Accessing page tables
Let's first reiterate a few important things: we are only considering the last 4MB of the address space from 0xffc00000 - 0xffffffff. This is because we recursively mapped PDE[1023] which represents this region of the address space. We walked through an example of translating an address to find the page directory base address above. Recall that we ended up looking at the Page Directory itself as a Page Table while translating the address. So when we looked at the Page Directory as a Page Table, each PTE referred to some 4K page of the address space. But...keep in mind that when translating an address that uses PDE[1023] we would be looking at just the Page Directory itself as a page table. And each PTE references a 4K region of the address space. But...the PTE's here are PDE's as we are just looking at the Page Directory still... so those PTE references a 4K region of the address space...a page...containing the contents of a Page Table.
0xfffff000 is PDE[1023] which is the last page table. We can work backward to find all of the page table virtual addresses: 0xffffe000 is PDE[1022] which is second to last page table. 0xffffd000 is PDE[1021] ... 0xfff00000 is PDE[768] this is typically the kernel page table for higher half kernels at 3GB ... 0xffc00000 is PDE[0]
Recursive mapping on other entries
All virtual addresses is based on which PDE you decide to recursively map. We mapped the 1023 entry as it is what we use in our operating system -- although it is also what Linux uses. A problem with recursive paging is that it allocates a range of virtual addresses for the page tables and page directory which of course effects the address space layout of your operating system design. So sometimes it may make sense to select a different entry to recursively map. For a real world example of using a different entry we can look at Windows.
Consider that each PDE represents a 4MB region of the address space. Select a 4MB region that you would like to reserve for page tables and that is the entry for you to recursively map. I.e. If you recursively map PDE[768].PageFrameNumber = Page Directory you would have effectively mapped 0xc0000000 - 0xC0400000 for paging structures - this is method used in Windows.

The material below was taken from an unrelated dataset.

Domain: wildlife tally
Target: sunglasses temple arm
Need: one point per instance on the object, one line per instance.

The method works the same, PTE[768] refers to the page directory which would be located at 0xc0000000+(768*4096) = 0xC0300000.
Things to think about
No matter what, 4MB of the address space gets reserved for paging structures since each PDE represents 4MB and you need to recursively map an entry. The benefit however is that this greatly simplifies paging code as all paging structures will be at specific locations in the address space. However...this means if you need to update the paging structures of some process K you must first switch to the process K address space before you can update the paging structures.
So how does this solve that pesky chicken and egg scenario? We no longer need to manage or think about where paging structures are in the virtual address space: we always know where they are and can easily access them to perform updates.